Elçiler ♤ -5

94 15 83
                                    

Dönüşümü görünen şeytan

Ancak kıyaslandığında parçalayacak,

Masum insanlar acımasızlığı tadacak.

Kum tanelerinin birbirlerine aldırmadan akıp gittiği bir zamanda; fazla sorgulanıp tarihe geçmeye değmeyecek günlerden birinde, gece karanlığı sıkıca sarmalamış ve üstlerine kasvetten bir örtü sermişti. Mevsimin kış olmasının verdiği; bu mezarlıkta olanların, ölü diri ayırt etmeksizin, kemiklerini titretecek cinsten olan dondurucu soğuğu da ceplerine meze diye doldurmuştu. Bir de içine kendini gözetmesi için orta halli bir bekçi koymuştu. Mezarlıkta yaşayan ruhlara sahipsiz dedirtmek istemezdi. Onların ölü ruhları geceye güç veriyordu; aydınlığın hırsızlarına çaldırtmak istemezdi.

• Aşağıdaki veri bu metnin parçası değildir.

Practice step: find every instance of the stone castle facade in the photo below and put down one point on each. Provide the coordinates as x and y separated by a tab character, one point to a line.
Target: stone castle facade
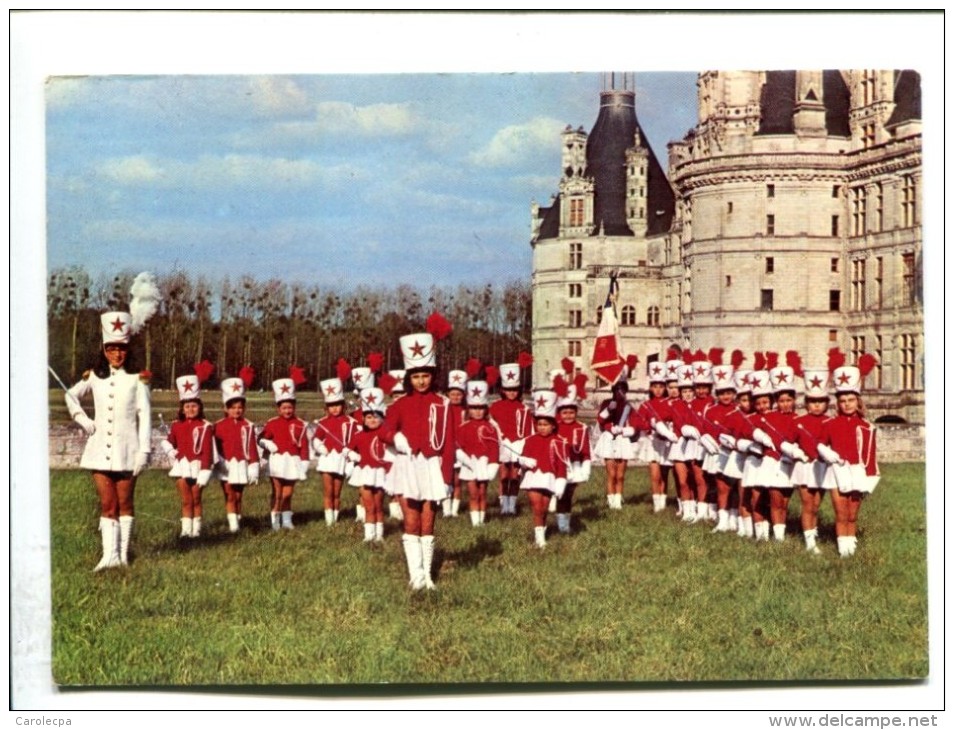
789	218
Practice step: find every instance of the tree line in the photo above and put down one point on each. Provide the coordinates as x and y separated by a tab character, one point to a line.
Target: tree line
271	325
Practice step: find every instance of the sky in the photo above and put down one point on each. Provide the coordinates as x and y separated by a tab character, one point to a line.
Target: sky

Mezar bekçisi elinde kırmızı fenerle her bir köşesini avucunun içi gibi bildiği mezarlığı küçük ve titrek adımlarla turluyordu. Her gece bu saatlerde yaptığı bir kontroldü bu.

Esen sert rüzgarla hafifçe titredi ve ceketinin düğmelerini ilikledi. Yaz aylarında olsa buralarda uyuklayan sarhoşları kovardı. Ama bu soğuk havada mezarlıkta uyumak demek ya ölü olmak demekti ya da ölüme kollarını açarak koşmaktı. Kimse canına susamadığı için ıssız olan bu mezarlıkta, dolaşmayı her ne kadar anlamsız bulsa da bu onun göreviydi. Bu yüzden mezarlığın toprak yollarında ilerlemeye devam etti.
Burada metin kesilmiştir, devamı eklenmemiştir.